Net debt remains relatively low, then, and will peak lower than previously thought, while the interest burden is low at about 4 per cent of revenues.
Even so, there's been a lot of whingeing about government debt - but in the event it's exactly what was needed to stave off the dramatic resources downturn with some well-timed infrastructure investment.
Few data series show the scale of resources cycle better than the engineering construction figures which exploded from the early part of this century until peaking out in 2012.
Although it's become common to point at immigration as the root cause of slow wages growth, population growth was running much faster at that time at around 1.8 per cent per annum - albeit largely into the resources states - while wages were growing at or around 4 per cent per annum for some years before the downturn eventually happened.
Back to the boom years
Those were heady days looking back, with in-demand workers often receiving pay rises simply for not leaving a job (or even sometimes bonuses practically just for turning up).
Skilled employees that felt inclined to change jobs could choose from an array of available positions.
When I'm in Britain the UK TV nostalgia channels always seem to have relocation show repeats about Brummies that moved to Western Australia to drive trucks for 3 or 4 times their old salaries in Brum.
One cognitive bias that frequently afflicts readers of financial markets or data is to look back and compare to preceding peaks, even if that was an outlying period.
The good news is the government borrowings have proved to be a masterstroke is guiding Australia through this very sticky period, with the trend in engineering construction activity surging 15 per cent higher over the past year all the way back up to $24.3 billion.
The 3-year change in some states has been thunderous, including in New South Wales (+52 per cent), Victoria, South Australia (+50 per cent), and most especially Victoria (+71 per cent).
Engineering activity is also rising again in 2018 in Western Australia and Queensland, with only the Northern Territory now acting as a drag.
Deutsche Bank says it sees signs of nascent wages growth lift-off.
And of course they'll be right, as the pipeline of work has begun to pump higher again.
Pipeline surges (welcome back WA!)
Almost unnoticed the rolling annual value of engineering work kicked off has blasted to above $100 billion for the first time since the mining boom, at $101.7 billion.

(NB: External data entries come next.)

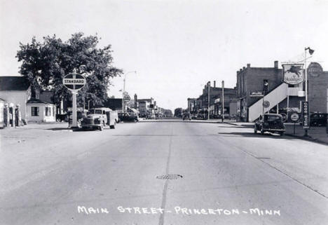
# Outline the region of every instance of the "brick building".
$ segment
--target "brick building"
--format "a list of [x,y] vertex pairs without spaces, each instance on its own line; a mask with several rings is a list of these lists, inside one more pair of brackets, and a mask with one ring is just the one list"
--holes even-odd
[[[311,69],[312,68],[312,69]],[[311,111],[327,111],[328,72],[323,71],[317,63],[311,63],[308,67],[308,100]],[[263,92],[264,84],[267,84],[267,92],[264,97],[254,96],[254,93]],[[299,95],[305,90],[304,83],[290,85],[284,83],[283,71],[275,61],[273,67],[251,67],[247,64],[237,71],[237,111],[243,121],[254,121],[264,112],[285,111],[287,108],[301,111],[301,104],[305,97]],[[263,107],[263,102],[270,106]]]
[[[209,89],[210,104],[208,102]],[[195,111],[207,114],[207,110],[209,110],[210,117],[217,118],[221,114],[221,99],[222,88],[217,87],[215,81],[213,82],[213,86],[211,86],[211,83],[209,81],[207,84],[204,86],[202,95],[197,98],[196,102],[193,101]],[[237,101],[238,98],[235,88],[224,88],[224,113],[226,114],[233,116],[237,114]],[[210,108],[208,107],[209,105]]]

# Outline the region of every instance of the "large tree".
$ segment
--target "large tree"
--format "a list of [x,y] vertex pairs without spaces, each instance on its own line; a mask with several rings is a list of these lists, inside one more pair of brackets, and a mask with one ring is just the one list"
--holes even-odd
[[78,91],[78,104],[91,101],[101,104],[107,98],[111,79],[122,74],[113,66],[111,46],[97,48],[100,38],[76,33],[67,41],[53,36],[36,38],[30,43],[20,43],[16,57],[22,62],[20,73],[34,87],[53,91],[53,101],[70,100],[71,93],[62,84],[63,77],[76,71],[86,76],[87,84]]

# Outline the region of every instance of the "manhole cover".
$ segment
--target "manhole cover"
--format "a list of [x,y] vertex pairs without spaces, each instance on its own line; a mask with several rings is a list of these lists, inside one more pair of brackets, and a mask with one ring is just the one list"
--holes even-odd
[[157,176],[156,178],[160,179],[177,179],[178,178],[182,178],[182,176],[179,175],[165,175]]

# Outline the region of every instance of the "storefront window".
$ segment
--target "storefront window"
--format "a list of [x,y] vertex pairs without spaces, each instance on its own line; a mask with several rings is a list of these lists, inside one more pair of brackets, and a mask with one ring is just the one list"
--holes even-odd
[[46,116],[51,116],[51,107],[46,107]]
[[39,116],[39,110],[38,107],[32,107],[31,111],[32,116]]

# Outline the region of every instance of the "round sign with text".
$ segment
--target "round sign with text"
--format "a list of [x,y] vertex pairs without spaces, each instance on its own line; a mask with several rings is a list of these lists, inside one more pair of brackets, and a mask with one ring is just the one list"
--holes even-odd
[[308,74],[313,77],[318,77],[322,71],[322,67],[317,62],[313,62],[308,67]]
[[270,102],[269,101],[263,102],[263,107],[264,108],[268,108],[270,107]]
[[67,89],[78,90],[84,87],[86,83],[86,80],[84,76],[81,74],[71,73],[64,77],[62,83]]
[[297,121],[299,118],[299,114],[294,113],[290,115],[290,119],[293,121]]

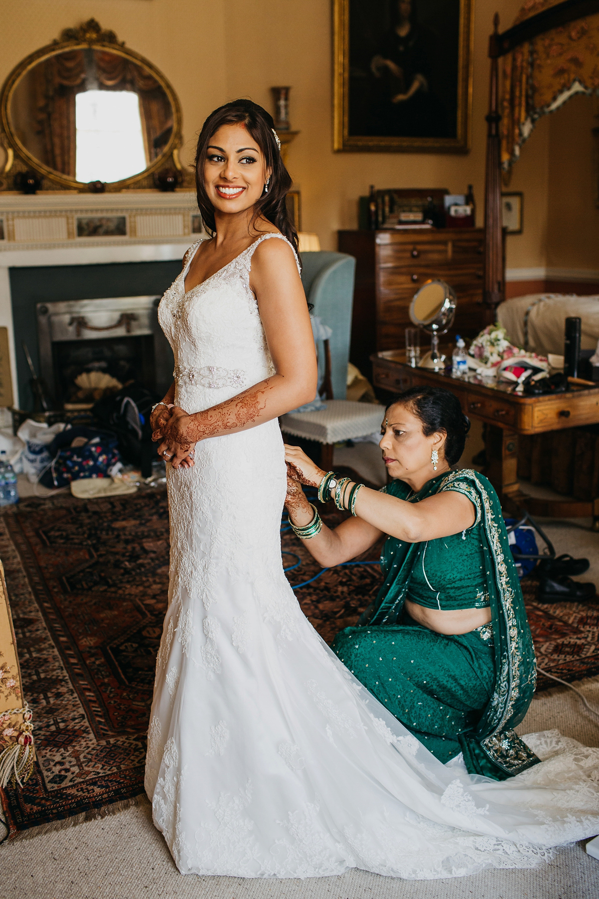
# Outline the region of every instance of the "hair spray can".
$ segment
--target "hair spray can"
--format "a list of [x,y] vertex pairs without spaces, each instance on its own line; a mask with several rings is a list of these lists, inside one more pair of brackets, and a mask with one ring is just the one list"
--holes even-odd
[[578,357],[580,356],[580,319],[566,319],[564,334],[564,374],[567,378],[578,377]]

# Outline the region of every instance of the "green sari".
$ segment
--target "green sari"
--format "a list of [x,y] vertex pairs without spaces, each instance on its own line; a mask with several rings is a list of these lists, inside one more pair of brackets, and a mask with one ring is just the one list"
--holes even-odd
[[[437,476],[415,495],[402,481],[393,481],[385,489],[390,495],[412,503],[442,490],[462,493],[471,501],[477,514],[475,524],[468,529],[470,543],[465,542],[465,531],[463,543],[459,535],[446,540],[451,571],[445,564],[439,576],[443,574],[457,598],[461,583],[474,583],[470,569],[476,567],[474,574],[485,588],[484,601],[469,601],[465,606],[458,601],[454,608],[490,605],[491,624],[454,636],[436,634],[411,620],[404,601],[413,598],[410,588],[417,567],[419,574],[417,562],[422,561],[424,574],[428,544],[408,544],[388,537],[381,557],[385,580],[378,596],[357,628],[347,628],[337,636],[332,649],[441,761],[447,761],[461,750],[471,774],[498,780],[518,774],[539,761],[514,731],[533,698],[536,668],[497,494],[486,477],[468,469]],[[472,540],[480,561],[478,565],[474,565]],[[432,550],[429,556],[428,574],[433,578],[436,556]],[[415,576],[414,595],[416,582]]]

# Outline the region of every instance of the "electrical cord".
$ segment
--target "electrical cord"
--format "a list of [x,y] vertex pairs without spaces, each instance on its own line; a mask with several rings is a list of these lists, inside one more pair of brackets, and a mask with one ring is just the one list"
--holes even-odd
[[544,668],[540,668],[539,665],[537,665],[537,671],[541,672],[542,674],[544,674],[545,677],[550,677],[551,679],[551,681],[557,681],[558,683],[563,683],[564,687],[568,687],[568,690],[573,690],[575,693],[578,694],[578,696],[580,697],[580,699],[582,699],[582,701],[585,703],[585,705],[588,708],[588,710],[591,713],[591,715],[595,715],[599,718],[599,710],[597,710],[596,708],[591,708],[591,707],[589,706],[588,702],[586,701],[586,699],[585,699],[585,697],[582,695],[582,693],[580,692],[580,690],[577,690],[576,687],[573,687],[571,683],[568,683],[568,681],[562,681],[561,678],[556,677],[554,674],[550,674],[549,672],[546,672],[544,670]]

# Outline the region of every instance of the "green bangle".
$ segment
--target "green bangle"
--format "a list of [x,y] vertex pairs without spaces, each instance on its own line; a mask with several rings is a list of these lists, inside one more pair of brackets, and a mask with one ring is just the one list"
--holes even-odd
[[349,503],[348,503],[348,508],[349,509],[349,512],[352,513],[352,515],[356,514],[356,500],[357,499],[357,492],[363,486],[364,486],[364,484],[357,484],[357,485],[355,485],[355,486],[354,486],[354,488],[353,488],[353,490],[352,490],[352,492],[350,494]]
[[348,484],[350,481],[351,477],[341,477],[337,482],[337,486],[335,487],[334,500],[335,500],[335,505],[339,510],[339,512],[343,512],[345,510],[345,506],[341,503],[341,494],[343,493],[343,488],[345,487],[346,484]]
[[333,474],[334,472],[328,471],[318,485],[318,499],[321,503],[327,503],[330,499],[326,494],[329,487],[329,481],[333,476]]
[[291,525],[294,533],[296,537],[299,537],[300,540],[309,540],[311,538],[316,537],[316,534],[320,534],[322,530],[322,521],[321,516],[318,514],[316,507],[313,506],[312,503],[310,503],[310,506],[314,510],[314,517],[309,524],[304,524],[303,527],[297,526],[294,524],[291,518],[288,518],[289,524]]

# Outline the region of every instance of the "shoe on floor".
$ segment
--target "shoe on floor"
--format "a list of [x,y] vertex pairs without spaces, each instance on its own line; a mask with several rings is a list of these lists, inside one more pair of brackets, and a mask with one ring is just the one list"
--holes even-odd
[[537,571],[540,577],[552,578],[556,574],[577,577],[588,571],[589,565],[588,559],[575,559],[568,553],[563,553],[554,559],[542,559]]
[[564,574],[542,577],[539,584],[538,602],[579,602],[595,595],[594,583],[573,581]]

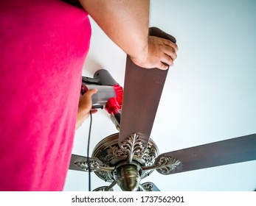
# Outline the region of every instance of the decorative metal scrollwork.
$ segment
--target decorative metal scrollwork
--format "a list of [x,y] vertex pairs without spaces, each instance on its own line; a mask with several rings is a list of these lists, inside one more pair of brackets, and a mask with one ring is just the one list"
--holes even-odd
[[139,136],[136,133],[131,134],[123,142],[120,147],[128,154],[128,161],[131,162],[134,155],[142,157],[144,154],[145,146]]
[[88,160],[83,160],[83,161],[80,161],[80,162],[76,162],[75,164],[79,167],[81,170],[89,171],[89,169],[90,168],[91,171],[97,171],[99,172],[101,172],[102,171],[112,171],[114,170],[114,167],[108,167],[108,166],[104,166],[103,163],[97,159],[97,158],[88,158],[89,159],[89,163]]
[[142,167],[142,170],[156,169],[162,174],[169,174],[181,162],[170,157],[159,157],[155,163],[151,166]]

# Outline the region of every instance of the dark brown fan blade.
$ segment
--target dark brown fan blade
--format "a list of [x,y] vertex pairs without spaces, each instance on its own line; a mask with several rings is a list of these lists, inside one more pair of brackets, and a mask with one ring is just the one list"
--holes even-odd
[[256,134],[162,154],[156,162],[167,157],[179,160],[181,163],[167,174],[158,169],[163,174],[254,160],[256,160]]
[[[176,42],[156,27],[151,28],[149,34]],[[142,68],[127,56],[120,143],[136,133],[147,147],[167,71]]]

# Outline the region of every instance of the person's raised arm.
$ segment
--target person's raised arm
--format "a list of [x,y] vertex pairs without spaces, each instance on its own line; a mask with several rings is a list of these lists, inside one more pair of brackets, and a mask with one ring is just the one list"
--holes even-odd
[[178,47],[170,40],[148,36],[148,0],[79,0],[104,32],[136,65],[167,69]]

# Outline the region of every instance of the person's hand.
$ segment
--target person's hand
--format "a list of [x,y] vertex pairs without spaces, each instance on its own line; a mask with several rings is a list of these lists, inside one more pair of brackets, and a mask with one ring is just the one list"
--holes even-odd
[[145,49],[145,52],[140,57],[131,57],[131,58],[136,65],[140,67],[166,70],[168,68],[167,65],[173,65],[178,50],[178,46],[169,40],[148,36],[148,48]]
[[97,89],[89,90],[86,91],[86,93],[80,96],[78,104],[77,122],[75,124],[76,129],[78,129],[85,119],[89,116],[90,111],[91,113],[95,113],[97,112],[97,110],[91,110],[91,96],[96,93],[97,91]]

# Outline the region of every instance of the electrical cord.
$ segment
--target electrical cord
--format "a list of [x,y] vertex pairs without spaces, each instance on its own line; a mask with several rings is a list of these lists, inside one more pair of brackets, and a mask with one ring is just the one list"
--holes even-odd
[[88,171],[89,171],[89,191],[91,191],[91,165],[89,162],[89,147],[90,147],[90,139],[91,139],[91,123],[92,123],[92,116],[91,111],[90,111],[90,126],[89,129],[88,135],[88,144],[87,144],[87,164],[88,164]]

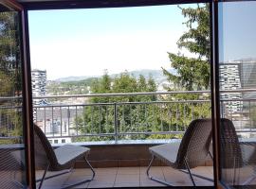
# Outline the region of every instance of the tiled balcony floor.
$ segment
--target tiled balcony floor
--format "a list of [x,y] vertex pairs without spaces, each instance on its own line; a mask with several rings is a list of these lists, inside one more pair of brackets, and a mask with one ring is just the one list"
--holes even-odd
[[[164,186],[151,180],[146,176],[146,168],[141,167],[110,167],[95,168],[96,176],[90,182],[79,185],[75,188],[102,188],[102,187],[139,187],[139,186]],[[192,173],[212,179],[212,167],[201,166],[192,169]],[[47,174],[49,176],[51,173]],[[72,184],[90,177],[89,169],[75,169],[69,174],[45,180],[44,189],[56,189],[61,186]],[[189,175],[168,166],[153,166],[151,174],[174,185],[190,186],[192,181]],[[38,179],[42,171],[37,171]],[[210,186],[213,183],[202,179],[194,178],[198,186]]]

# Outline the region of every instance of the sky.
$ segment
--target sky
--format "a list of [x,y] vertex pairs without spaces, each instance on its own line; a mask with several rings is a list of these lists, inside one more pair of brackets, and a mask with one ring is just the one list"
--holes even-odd
[[220,61],[256,58],[255,10],[255,1],[220,4]]
[[[219,5],[220,61],[256,58],[256,2]],[[28,22],[32,69],[50,80],[171,68],[167,52],[192,56],[176,45],[188,30],[176,5],[30,10]]]
[[184,21],[176,5],[31,10],[31,66],[47,79],[170,68]]

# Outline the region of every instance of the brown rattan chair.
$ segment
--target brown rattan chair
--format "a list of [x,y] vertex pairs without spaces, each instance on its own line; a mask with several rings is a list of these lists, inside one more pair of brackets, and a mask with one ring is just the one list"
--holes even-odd
[[[209,178],[191,173],[191,168],[205,164],[209,154],[212,158],[210,153],[210,142],[211,120],[193,120],[189,125],[180,144],[170,143],[149,148],[149,151],[152,154],[152,160],[146,171],[148,178],[166,185],[174,185],[150,176],[149,171],[152,163],[157,158],[173,168],[188,173],[194,186],[195,183],[192,176],[212,181],[212,180]],[[184,169],[187,169],[188,171],[185,171]]]
[[[40,181],[39,189],[42,187],[45,180],[69,173],[72,170],[76,161],[82,158],[91,169],[92,177],[88,180],[68,185],[64,188],[80,185],[82,183],[91,181],[94,179],[95,171],[86,159],[90,150],[89,148],[73,145],[64,145],[56,149],[53,149],[45,133],[36,125],[34,125],[34,144],[36,169],[45,169],[43,178],[37,180]],[[55,174],[50,177],[46,177],[47,171],[62,171],[66,169],[69,170]]]
[[229,185],[247,185],[256,179],[255,142],[240,142],[232,121],[222,118],[220,126],[222,179]]

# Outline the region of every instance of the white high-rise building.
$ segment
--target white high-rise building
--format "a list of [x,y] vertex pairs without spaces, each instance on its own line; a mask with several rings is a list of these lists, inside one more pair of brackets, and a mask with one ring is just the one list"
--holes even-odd
[[[43,96],[46,94],[46,71],[32,70],[31,71],[32,95]],[[44,105],[46,99],[33,99],[33,105]]]
[[[241,89],[241,63],[229,61],[220,64],[220,89],[240,90]],[[237,113],[243,111],[243,98],[241,92],[222,93],[221,99],[225,100],[225,111],[227,113]],[[237,101],[235,100],[237,99]],[[229,101],[230,100],[230,101]],[[222,107],[224,108],[224,107]]]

The last time we saw that level was in 2012.
Some great news is that as well as Victorian transport and infrastructure projects this resurgence has also been driven by a huge lift in heavy industry work in Western Australia.
We knew this was coming, of course, because mining exploration work has been firing up for quite some time, but it's great to see some rubber hitting the road now.
As for prediction time?
I expect the unemployment rate to fall to well below 5 per cent in New South Wales and Victoria, and wages growth to rise back towards 3 per cent, easing any apparent stress on household budgets.
Great to see engineering work back in demand.